From a brief review of the literature, it is shown that surface states within dielectrics represent a critical step in charge injection whereas only scarce physical descriptions of these phenomena are available. It is confirmed from space charge measurements on low density polyethylene (LDPE) that the work function of metals used as electrodes does not correlate to injected charge quantities, thereby supporting the need for alternative descriptions of injection to the Schottky law. Hence, the influence of surface states on space charge formation in LDPE is investigated using a one-dimensional model of electronic charge injection and transport under dc voltage. Transport and trapping in the bulk of the insulation are accounted for using an exponential distribution of traps with a maximum limit in trap depth. We have modeled interface states considering the same form of distribution, hypothesizing an increasing density of states and trap depth when approaching the surface. We suppose that the interface region with modulated properties extends over 1 mu m from both surfaces of the 200 mu m thick insulation.

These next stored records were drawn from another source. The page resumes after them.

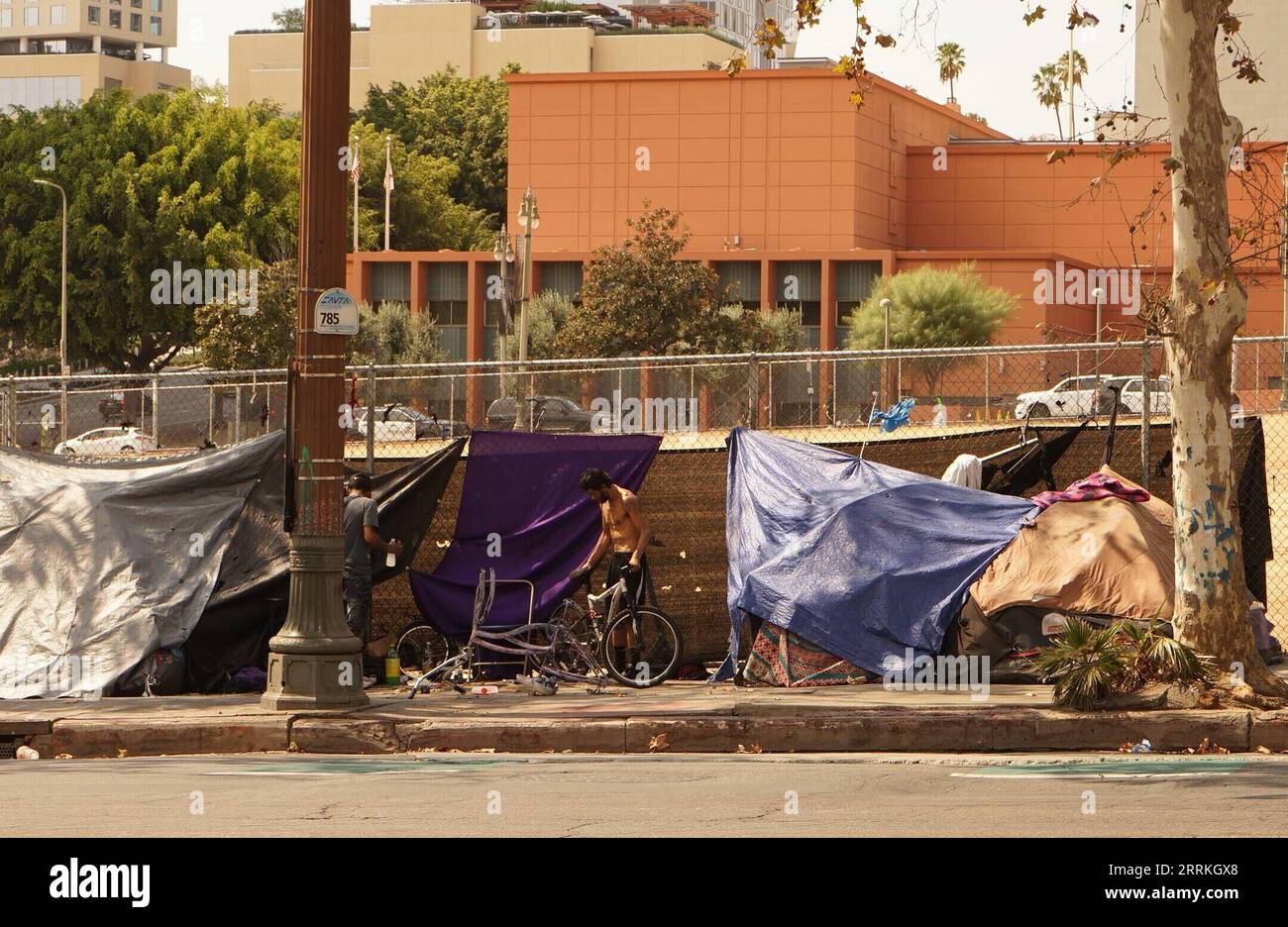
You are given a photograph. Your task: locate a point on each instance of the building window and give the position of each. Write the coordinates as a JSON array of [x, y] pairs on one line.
[[562, 277], [390, 282], [449, 294], [854, 283], [741, 281], [799, 287], [37, 93]]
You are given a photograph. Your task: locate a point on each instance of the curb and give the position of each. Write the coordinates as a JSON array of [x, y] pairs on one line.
[[893, 730]]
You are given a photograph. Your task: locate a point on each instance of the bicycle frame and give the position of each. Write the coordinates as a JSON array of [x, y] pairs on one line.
[[511, 642]]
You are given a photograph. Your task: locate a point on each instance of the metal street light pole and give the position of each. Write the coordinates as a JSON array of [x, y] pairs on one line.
[[1099, 295], [529, 219], [62, 340], [314, 662], [885, 361], [1283, 274]]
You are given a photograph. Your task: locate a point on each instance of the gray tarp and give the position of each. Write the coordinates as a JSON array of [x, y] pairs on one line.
[[102, 565]]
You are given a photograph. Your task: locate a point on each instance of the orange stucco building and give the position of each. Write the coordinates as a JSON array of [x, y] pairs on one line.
[[798, 198]]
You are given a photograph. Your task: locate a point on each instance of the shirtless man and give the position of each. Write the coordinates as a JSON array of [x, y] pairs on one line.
[[622, 528]]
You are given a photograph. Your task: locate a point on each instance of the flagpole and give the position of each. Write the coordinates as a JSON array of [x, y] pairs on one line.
[[357, 179], [389, 175]]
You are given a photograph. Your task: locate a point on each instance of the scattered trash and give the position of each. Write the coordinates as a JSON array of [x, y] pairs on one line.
[[537, 685], [1207, 747]]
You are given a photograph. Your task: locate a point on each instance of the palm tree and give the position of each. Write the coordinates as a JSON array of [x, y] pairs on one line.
[[1080, 68], [1048, 88], [951, 58]]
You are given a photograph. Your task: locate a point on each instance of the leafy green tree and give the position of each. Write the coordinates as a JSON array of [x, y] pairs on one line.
[[391, 334], [151, 181], [290, 20], [462, 120], [231, 340], [638, 297], [931, 308], [423, 215]]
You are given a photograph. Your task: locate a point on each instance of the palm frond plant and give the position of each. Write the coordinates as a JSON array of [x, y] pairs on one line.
[[1090, 665]]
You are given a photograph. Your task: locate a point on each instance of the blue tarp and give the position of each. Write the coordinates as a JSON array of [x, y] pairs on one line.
[[861, 559]]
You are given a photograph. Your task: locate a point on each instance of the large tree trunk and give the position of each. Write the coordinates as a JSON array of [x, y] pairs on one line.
[[1209, 308]]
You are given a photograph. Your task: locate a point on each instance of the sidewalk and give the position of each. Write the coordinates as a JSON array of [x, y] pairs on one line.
[[674, 717]]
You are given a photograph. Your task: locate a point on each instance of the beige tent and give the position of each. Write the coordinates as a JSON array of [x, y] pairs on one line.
[[1107, 557]]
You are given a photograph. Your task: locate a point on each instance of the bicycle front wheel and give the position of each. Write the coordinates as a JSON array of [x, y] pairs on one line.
[[642, 649], [421, 648]]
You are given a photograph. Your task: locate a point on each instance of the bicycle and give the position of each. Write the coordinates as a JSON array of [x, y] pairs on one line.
[[640, 647], [555, 649]]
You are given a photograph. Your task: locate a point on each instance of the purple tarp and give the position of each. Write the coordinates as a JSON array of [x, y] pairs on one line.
[[522, 498]]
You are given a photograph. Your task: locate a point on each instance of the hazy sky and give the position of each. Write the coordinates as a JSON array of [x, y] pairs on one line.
[[1001, 52]]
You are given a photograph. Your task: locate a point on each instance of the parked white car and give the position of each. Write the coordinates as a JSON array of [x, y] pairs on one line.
[[1132, 395], [1072, 397], [121, 441]]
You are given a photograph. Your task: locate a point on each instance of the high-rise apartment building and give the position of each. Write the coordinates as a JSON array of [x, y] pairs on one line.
[[63, 51]]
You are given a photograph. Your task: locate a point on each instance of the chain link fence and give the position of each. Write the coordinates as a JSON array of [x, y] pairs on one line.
[[944, 402]]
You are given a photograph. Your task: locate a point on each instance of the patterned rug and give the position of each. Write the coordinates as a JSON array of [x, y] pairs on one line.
[[781, 658]]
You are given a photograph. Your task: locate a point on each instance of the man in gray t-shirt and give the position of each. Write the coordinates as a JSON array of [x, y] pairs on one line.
[[361, 536]]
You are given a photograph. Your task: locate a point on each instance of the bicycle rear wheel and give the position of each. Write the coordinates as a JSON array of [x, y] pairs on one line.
[[642, 649]]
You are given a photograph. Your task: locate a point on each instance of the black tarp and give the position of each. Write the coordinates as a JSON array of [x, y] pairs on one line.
[[253, 591]]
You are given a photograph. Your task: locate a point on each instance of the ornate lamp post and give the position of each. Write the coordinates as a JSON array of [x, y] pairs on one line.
[[313, 661]]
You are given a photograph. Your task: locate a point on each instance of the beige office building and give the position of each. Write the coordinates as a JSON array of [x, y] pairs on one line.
[[408, 42], [1260, 107], [63, 51]]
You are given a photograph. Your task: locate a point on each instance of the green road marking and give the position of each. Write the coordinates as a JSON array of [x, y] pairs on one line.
[[1113, 769], [361, 767]]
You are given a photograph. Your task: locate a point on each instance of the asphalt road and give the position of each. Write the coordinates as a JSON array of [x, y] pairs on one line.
[[492, 794]]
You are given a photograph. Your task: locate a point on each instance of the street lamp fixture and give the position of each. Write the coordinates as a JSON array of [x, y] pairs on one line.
[[62, 340]]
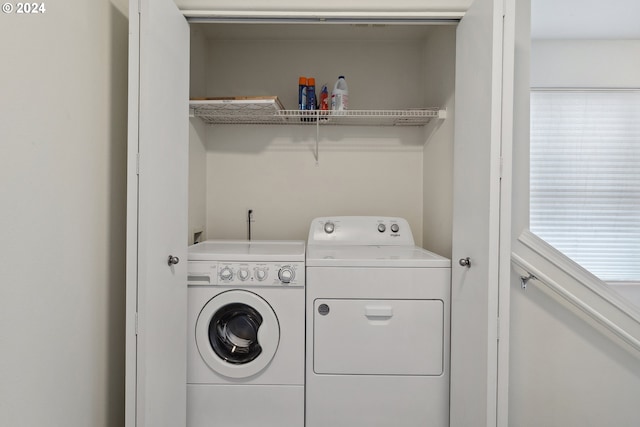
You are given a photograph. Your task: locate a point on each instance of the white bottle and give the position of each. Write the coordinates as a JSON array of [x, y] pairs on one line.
[[340, 95]]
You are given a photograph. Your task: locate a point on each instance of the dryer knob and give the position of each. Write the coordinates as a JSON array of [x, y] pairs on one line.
[[286, 274], [226, 274], [329, 227]]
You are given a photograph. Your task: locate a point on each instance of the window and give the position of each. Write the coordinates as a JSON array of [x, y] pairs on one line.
[[585, 178]]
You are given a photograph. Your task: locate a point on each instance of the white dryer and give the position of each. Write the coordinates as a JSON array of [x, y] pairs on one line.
[[378, 310], [245, 348]]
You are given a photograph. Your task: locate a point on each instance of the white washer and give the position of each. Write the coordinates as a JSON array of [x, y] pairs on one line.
[[245, 350], [378, 310]]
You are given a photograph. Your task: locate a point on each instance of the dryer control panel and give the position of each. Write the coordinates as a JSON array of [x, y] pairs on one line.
[[245, 274], [360, 230]]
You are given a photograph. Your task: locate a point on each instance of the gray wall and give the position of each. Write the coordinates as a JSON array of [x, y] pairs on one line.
[[63, 115]]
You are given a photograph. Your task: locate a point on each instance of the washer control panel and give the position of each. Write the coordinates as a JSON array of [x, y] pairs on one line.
[[245, 274]]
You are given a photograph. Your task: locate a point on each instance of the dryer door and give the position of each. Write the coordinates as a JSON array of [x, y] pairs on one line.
[[237, 333]]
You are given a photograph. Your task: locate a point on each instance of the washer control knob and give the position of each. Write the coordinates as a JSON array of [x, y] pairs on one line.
[[261, 273], [286, 274], [243, 274], [226, 274], [329, 227]]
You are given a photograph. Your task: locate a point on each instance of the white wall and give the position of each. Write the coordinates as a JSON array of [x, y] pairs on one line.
[[439, 67], [63, 113], [361, 170], [585, 63], [563, 372], [435, 5]]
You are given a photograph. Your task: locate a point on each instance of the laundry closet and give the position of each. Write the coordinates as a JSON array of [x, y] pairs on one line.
[[193, 176], [390, 155]]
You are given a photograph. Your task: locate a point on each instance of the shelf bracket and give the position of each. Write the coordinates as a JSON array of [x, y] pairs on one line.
[[317, 141]]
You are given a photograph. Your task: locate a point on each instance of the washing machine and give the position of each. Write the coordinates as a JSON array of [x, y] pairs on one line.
[[245, 352], [378, 316]]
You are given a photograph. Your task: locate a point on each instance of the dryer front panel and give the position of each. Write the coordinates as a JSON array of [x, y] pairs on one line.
[[378, 337], [237, 333]]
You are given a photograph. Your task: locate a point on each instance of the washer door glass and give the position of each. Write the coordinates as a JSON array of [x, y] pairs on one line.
[[233, 333], [237, 333]]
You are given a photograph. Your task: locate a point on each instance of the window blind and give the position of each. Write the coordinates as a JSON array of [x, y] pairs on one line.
[[585, 178]]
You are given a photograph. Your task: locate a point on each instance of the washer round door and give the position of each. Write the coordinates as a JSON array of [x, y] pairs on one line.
[[237, 333]]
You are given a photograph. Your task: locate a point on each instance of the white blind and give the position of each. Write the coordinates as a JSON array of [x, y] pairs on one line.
[[585, 178]]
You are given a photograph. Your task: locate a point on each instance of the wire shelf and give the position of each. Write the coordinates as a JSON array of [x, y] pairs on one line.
[[270, 111]]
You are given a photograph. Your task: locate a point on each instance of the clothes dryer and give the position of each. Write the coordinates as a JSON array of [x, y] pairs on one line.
[[378, 310], [245, 351]]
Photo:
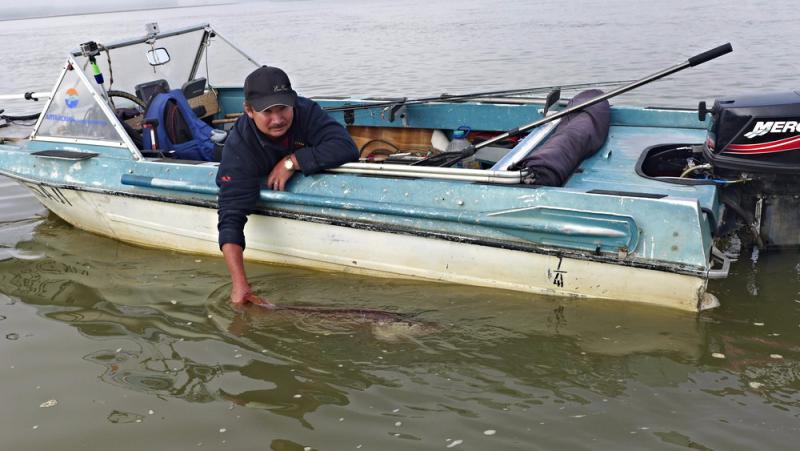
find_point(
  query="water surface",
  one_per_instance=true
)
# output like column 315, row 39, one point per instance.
column 106, row 345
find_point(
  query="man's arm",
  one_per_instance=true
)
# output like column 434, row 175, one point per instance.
column 234, row 258
column 238, row 179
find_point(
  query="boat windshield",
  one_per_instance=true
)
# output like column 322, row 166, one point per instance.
column 176, row 58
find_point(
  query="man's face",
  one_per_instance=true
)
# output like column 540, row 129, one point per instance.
column 274, row 121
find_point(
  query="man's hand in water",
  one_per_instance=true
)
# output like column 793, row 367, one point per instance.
column 241, row 296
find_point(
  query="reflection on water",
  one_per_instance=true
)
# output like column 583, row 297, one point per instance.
column 462, row 355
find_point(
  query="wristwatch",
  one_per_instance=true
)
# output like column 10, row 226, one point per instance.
column 288, row 164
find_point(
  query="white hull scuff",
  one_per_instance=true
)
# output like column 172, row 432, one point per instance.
column 272, row 239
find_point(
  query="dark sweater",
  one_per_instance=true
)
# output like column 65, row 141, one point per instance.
column 317, row 140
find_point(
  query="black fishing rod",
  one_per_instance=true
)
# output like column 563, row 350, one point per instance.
column 472, row 148
column 448, row 97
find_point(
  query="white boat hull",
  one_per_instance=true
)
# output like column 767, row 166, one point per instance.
column 280, row 240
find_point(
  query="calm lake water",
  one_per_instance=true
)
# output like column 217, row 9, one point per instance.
column 109, row 346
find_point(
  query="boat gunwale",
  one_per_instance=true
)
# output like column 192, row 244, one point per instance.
column 356, row 224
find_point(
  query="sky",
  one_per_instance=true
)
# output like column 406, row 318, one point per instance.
column 43, row 8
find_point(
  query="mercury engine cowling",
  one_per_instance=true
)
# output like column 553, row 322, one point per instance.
column 756, row 140
column 756, row 134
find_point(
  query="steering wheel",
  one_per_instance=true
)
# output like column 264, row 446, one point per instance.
column 128, row 96
column 133, row 119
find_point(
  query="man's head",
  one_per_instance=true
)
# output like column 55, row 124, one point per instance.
column 269, row 100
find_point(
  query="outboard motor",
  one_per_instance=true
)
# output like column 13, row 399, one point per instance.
column 755, row 140
column 756, row 133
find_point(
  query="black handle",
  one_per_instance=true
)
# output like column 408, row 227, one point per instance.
column 710, row 54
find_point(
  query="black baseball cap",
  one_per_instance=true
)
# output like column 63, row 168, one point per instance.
column 268, row 86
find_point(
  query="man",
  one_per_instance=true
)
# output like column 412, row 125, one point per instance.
column 279, row 134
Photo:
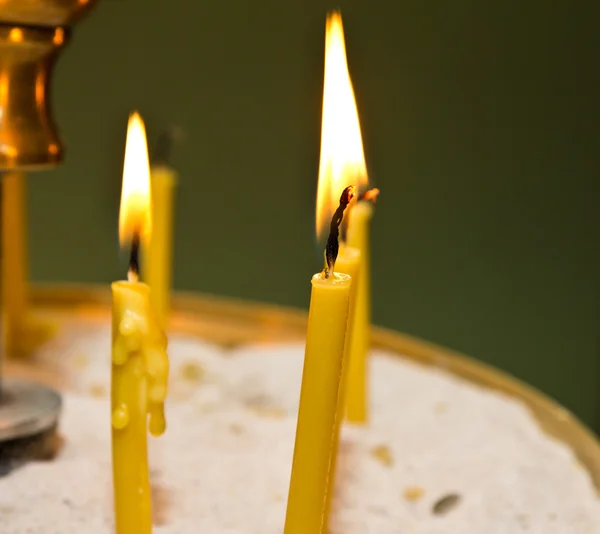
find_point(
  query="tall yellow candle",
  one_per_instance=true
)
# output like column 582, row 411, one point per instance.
column 319, row 396
column 357, row 394
column 342, row 162
column 348, row 262
column 318, row 404
column 159, row 259
column 23, row 332
column 140, row 365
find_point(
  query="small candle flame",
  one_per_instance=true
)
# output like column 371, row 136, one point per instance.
column 342, row 160
column 135, row 215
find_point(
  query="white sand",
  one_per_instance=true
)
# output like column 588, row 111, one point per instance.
column 223, row 465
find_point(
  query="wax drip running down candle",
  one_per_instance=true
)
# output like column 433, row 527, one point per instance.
column 333, row 241
column 140, row 365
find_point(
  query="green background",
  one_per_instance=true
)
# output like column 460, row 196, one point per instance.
column 480, row 124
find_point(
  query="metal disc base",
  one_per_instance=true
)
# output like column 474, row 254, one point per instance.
column 26, row 408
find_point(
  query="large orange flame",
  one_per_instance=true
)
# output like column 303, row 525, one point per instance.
column 342, row 160
column 135, row 215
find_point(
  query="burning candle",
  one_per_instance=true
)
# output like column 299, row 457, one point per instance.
column 140, row 364
column 342, row 162
column 319, row 395
column 24, row 332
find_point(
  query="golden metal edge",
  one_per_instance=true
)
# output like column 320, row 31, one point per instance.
column 251, row 322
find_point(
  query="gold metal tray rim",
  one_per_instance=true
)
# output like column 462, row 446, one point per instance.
column 234, row 322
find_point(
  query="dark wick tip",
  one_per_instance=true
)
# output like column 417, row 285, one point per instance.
column 134, row 257
column 332, row 247
column 167, row 139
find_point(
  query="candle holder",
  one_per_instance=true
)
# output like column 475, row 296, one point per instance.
column 32, row 34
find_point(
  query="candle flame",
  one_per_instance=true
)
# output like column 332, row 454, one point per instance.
column 342, row 160
column 135, row 218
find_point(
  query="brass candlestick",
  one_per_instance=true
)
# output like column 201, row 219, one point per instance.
column 32, row 34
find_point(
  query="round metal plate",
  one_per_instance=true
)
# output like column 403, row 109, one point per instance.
column 26, row 408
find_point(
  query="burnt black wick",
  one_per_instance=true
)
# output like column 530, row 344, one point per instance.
column 134, row 257
column 333, row 241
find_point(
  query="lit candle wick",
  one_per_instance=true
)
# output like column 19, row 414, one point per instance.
column 333, row 242
column 133, row 274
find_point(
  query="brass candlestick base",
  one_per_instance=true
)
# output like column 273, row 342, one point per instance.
column 28, row 412
column 32, row 33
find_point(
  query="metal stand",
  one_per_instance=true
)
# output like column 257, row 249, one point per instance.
column 27, row 409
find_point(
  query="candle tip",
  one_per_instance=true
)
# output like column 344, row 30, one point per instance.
column 333, row 244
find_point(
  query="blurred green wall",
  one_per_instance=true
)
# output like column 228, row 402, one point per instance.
column 480, row 123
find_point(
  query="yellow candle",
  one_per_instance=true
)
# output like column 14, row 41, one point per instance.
column 315, row 432
column 23, row 332
column 140, row 365
column 357, row 394
column 160, row 253
column 348, row 262
column 139, row 386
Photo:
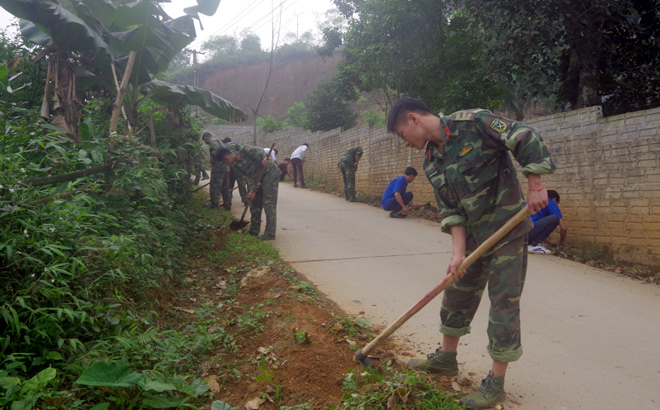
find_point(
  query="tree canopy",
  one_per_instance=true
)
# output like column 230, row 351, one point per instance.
column 470, row 53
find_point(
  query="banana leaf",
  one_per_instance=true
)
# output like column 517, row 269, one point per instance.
column 172, row 94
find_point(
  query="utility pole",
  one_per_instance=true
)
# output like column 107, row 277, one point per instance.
column 195, row 76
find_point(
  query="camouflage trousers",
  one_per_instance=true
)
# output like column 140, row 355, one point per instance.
column 220, row 186
column 503, row 269
column 265, row 199
column 348, row 173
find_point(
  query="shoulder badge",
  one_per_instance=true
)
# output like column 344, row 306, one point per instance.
column 498, row 125
column 462, row 116
column 466, row 149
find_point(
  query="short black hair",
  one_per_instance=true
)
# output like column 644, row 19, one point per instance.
column 552, row 194
column 401, row 107
column 221, row 154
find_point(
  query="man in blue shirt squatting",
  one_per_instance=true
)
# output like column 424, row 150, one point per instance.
column 545, row 222
column 474, row 180
column 395, row 198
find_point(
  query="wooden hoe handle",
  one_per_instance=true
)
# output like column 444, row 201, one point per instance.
column 448, row 280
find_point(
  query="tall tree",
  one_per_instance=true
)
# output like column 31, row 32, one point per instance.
column 420, row 48
column 597, row 51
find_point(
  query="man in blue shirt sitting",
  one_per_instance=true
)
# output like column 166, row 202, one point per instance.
column 395, row 198
column 545, row 222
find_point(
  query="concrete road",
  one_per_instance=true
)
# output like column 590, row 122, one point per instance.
column 591, row 339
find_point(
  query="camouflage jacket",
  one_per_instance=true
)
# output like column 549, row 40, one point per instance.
column 249, row 165
column 215, row 146
column 473, row 177
column 350, row 156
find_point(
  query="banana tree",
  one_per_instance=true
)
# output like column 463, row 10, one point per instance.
column 84, row 39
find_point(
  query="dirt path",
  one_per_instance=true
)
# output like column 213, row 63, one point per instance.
column 590, row 337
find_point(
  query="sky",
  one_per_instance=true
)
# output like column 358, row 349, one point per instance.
column 234, row 16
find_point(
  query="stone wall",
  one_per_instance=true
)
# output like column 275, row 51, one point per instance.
column 608, row 172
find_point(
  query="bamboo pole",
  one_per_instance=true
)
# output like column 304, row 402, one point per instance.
column 114, row 120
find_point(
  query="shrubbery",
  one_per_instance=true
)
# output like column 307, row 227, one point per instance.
column 79, row 260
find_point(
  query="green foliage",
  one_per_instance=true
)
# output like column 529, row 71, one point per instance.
column 221, row 405
column 327, row 110
column 398, row 47
column 373, row 117
column 296, row 116
column 77, row 273
column 152, row 390
column 251, row 43
column 387, row 387
column 269, row 125
column 597, row 52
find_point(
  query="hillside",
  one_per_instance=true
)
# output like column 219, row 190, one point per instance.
column 291, row 81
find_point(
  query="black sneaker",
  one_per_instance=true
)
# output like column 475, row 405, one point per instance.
column 438, row 362
column 488, row 395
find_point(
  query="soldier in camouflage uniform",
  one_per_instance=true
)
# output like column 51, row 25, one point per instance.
column 219, row 174
column 468, row 163
column 263, row 196
column 235, row 177
column 348, row 165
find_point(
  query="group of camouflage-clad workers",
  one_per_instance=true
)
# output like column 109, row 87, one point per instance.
column 467, row 161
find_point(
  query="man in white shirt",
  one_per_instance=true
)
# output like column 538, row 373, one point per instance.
column 272, row 154
column 297, row 160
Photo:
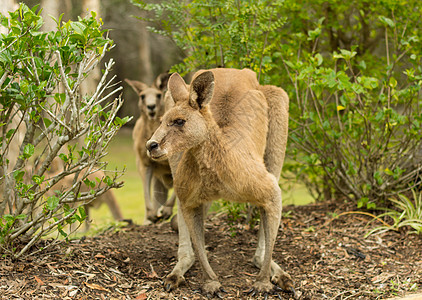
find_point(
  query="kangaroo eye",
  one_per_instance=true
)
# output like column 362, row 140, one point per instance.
column 179, row 122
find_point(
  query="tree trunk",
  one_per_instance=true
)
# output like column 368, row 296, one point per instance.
column 5, row 7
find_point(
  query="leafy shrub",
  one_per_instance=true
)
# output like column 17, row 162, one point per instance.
column 352, row 70
column 355, row 128
column 44, row 118
column 406, row 213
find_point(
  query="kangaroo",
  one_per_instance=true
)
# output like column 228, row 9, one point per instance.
column 155, row 175
column 225, row 137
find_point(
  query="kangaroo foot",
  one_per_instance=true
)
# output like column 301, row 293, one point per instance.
column 173, row 281
column 284, row 281
column 165, row 212
column 152, row 217
column 212, row 289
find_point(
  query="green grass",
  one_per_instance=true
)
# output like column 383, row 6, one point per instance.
column 130, row 196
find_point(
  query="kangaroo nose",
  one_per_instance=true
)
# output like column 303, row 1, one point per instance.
column 151, row 145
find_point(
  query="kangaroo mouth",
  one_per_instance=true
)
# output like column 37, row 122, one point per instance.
column 157, row 156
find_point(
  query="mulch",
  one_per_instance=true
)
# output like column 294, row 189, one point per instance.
column 328, row 259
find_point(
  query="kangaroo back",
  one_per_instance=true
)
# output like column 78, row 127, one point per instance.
column 278, row 123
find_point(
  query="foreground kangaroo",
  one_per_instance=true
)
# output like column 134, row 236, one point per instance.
column 225, row 138
column 154, row 174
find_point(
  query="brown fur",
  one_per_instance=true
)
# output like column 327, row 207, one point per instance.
column 225, row 138
column 155, row 175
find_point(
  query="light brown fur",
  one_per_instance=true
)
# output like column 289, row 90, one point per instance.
column 225, row 138
column 155, row 175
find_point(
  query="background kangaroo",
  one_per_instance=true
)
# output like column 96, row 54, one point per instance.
column 107, row 198
column 155, row 175
column 225, row 138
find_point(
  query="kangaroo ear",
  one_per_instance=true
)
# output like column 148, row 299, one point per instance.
column 137, row 86
column 161, row 81
column 177, row 87
column 201, row 90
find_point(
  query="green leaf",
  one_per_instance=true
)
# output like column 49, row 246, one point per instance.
column 52, row 202
column 28, row 150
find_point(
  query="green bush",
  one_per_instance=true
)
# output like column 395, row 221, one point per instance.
column 44, row 118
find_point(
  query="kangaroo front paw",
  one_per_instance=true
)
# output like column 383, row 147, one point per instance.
column 263, row 286
column 173, row 281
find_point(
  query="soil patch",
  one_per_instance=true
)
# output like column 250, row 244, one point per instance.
column 328, row 259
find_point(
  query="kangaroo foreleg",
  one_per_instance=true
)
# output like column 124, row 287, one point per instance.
column 194, row 218
column 185, row 256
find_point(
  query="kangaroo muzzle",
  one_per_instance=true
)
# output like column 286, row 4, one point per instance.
column 155, row 152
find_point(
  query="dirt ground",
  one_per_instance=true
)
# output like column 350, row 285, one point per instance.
column 328, row 259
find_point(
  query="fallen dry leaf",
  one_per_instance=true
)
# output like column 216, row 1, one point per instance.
column 95, row 286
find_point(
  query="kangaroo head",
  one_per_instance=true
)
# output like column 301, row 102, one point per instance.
column 186, row 124
column 151, row 98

We also considered a reservoir of charge for providing carriers into the dielectric, instead of a classical injection law. After a sensitivity analysis of model parameters on space charge results, we present simulation results on charge injection for a unipolar and a bipolar model. It is shown that the presence of surface states and the reservoir of charges could explain the particular behavior of charges observed experimentally, as regards heterocharge accumulation, and field enhancement.